Get Weightings

Weightings are calculated in two steps: Step 1 cuts the predictors into SECTIONS; Step 2 calculates weightings for each SECTION, then joins these across SECTIONS (if Step 2 takes too long, it can be parallelized). The arguments for performing these steps are shown below.

Previously (LDAK4), we recommended calculating weightings twice, the second time using only predictors with non-zero weightings from the first run. This was because with dense data, the number of predictors in each section was often more than LDAK could handle. Since LDAK5, this is no longer required, as by default LDAK thins duplicate predictors, which reduces the number of predictors in each section to a manageable level.
Note that this thinning DOES NOT change the LDAK Model; it just speeds up computation.

Options in red are REQUIRED; options in purple are OPTIONAL. If you wish to only analyse a subset of the data, see Data Filtering.
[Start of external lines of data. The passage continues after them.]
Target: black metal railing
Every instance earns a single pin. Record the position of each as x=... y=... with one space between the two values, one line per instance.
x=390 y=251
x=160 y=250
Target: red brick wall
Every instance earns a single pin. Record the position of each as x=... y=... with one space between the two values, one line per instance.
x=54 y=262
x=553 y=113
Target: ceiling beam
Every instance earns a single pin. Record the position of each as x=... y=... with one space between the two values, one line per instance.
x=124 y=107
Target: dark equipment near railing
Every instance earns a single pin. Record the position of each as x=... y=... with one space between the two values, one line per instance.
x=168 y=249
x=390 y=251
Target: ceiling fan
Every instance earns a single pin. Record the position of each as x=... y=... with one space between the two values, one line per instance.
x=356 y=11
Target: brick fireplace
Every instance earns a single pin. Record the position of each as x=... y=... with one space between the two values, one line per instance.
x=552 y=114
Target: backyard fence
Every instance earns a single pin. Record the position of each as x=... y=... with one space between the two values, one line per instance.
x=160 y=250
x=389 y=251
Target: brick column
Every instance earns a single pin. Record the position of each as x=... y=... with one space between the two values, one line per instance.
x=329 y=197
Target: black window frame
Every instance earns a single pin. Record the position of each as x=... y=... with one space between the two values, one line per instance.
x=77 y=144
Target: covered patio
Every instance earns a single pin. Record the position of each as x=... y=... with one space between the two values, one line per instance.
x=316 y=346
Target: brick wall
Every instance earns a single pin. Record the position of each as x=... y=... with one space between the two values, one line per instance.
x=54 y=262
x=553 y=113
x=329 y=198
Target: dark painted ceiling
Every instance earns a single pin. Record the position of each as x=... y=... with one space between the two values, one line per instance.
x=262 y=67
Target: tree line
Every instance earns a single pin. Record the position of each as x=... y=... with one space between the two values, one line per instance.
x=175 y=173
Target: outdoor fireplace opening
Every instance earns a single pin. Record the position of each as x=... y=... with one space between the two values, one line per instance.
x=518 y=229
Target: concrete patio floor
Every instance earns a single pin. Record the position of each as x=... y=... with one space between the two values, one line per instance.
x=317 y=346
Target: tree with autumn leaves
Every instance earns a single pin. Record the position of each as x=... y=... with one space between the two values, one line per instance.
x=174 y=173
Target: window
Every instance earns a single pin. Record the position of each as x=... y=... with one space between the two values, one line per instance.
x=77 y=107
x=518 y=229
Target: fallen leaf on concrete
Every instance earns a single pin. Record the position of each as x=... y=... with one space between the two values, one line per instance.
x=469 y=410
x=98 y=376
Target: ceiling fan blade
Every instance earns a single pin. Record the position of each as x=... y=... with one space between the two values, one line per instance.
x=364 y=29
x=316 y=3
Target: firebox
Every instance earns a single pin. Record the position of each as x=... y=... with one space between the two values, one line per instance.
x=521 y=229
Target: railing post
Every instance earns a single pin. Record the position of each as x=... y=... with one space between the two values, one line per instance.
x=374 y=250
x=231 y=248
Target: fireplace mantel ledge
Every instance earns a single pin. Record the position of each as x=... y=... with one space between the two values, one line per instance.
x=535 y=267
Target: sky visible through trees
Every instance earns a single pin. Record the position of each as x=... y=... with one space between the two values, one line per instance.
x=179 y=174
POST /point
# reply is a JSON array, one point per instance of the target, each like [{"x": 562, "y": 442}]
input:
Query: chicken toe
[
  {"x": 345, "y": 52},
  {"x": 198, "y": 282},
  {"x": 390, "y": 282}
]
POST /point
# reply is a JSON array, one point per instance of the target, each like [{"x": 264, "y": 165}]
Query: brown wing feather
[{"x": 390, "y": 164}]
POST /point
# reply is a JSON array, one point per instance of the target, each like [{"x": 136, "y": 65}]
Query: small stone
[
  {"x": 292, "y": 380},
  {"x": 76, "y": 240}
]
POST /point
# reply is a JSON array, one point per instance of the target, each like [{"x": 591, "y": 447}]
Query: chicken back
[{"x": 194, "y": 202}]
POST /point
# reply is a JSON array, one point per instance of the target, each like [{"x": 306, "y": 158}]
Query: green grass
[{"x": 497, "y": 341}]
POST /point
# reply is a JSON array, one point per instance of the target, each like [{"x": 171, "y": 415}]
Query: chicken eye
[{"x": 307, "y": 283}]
In all cases, <folder> is the directory in which output files will be written.
_ _ _ _ _ _ _ _ _ _ _ _ _ _ _ _ _ _ _ _ _ _ _ _ _ _ _ _ _ _ _ _ _ _ _ _ _ _ _ _ _ _ _ _ _ _

--cut-weights <folder>

--bfile/--gen/--sp/--speed <prefix> - specifies the datafiles (see File Formats).

By default, LDAK will first thin predictors, using a correlation squared threshold of 0.98. This threshold should suffice, but can be changed using --window-prune. You can turn off thinning by adding --no-thin YES, or if you have previously thinned, add --no-thin DONE (in which case, LDAK will expect to find a file called thin.in).

Having thinned predictors, LDAK will cut into sections. You can change aspects of this cutting by specifying the desired sizes of the sections, windows and/or buffers (see Advanced Options), but in most cases, the default choices will suffice (please read the screen output to see whether changes are suggested).
_ _ _ _ _ _ _ _ _ _ _ _ _ _ _ _ _ _ _ _ _ _ _ _

SERIAL VERSION - for most datasets, LDAK will calculate weightings within a few hours. However, if your data are very large (for example, contain rare predictors, or more than 10,000 individuals), consider using the PARALLEL VERSION below.

--calc-weights-all <folder>

--bfile/--gen/--sp/--speed <prefix> - specifies the datafile (see File Formats).

This will calculate weightings for each section in turn, then merge them. If it is interrupted, you can use --start-section to continue from where it stopped.

Estimates of SNP heritability are very sensitive to genotyping errors, so in general, we recommend using only high-quality predictors. However, if you do include lower quality predictors, you can incorporate this uncertainty by using --infos to specify a file containing info scores for each (this file should have two columns: predictor name then info score).

By default, LDAK now calculates weightings using a quadratic solver, but it originally used a linear solver; to revert to the latter, add --simplex YES. Alternatively, it is possible to calculate weightings using a crude approximation with the option --quick-weights YES. These approximate weightings will be better than using no weightings,  but in general we do not recommend their use.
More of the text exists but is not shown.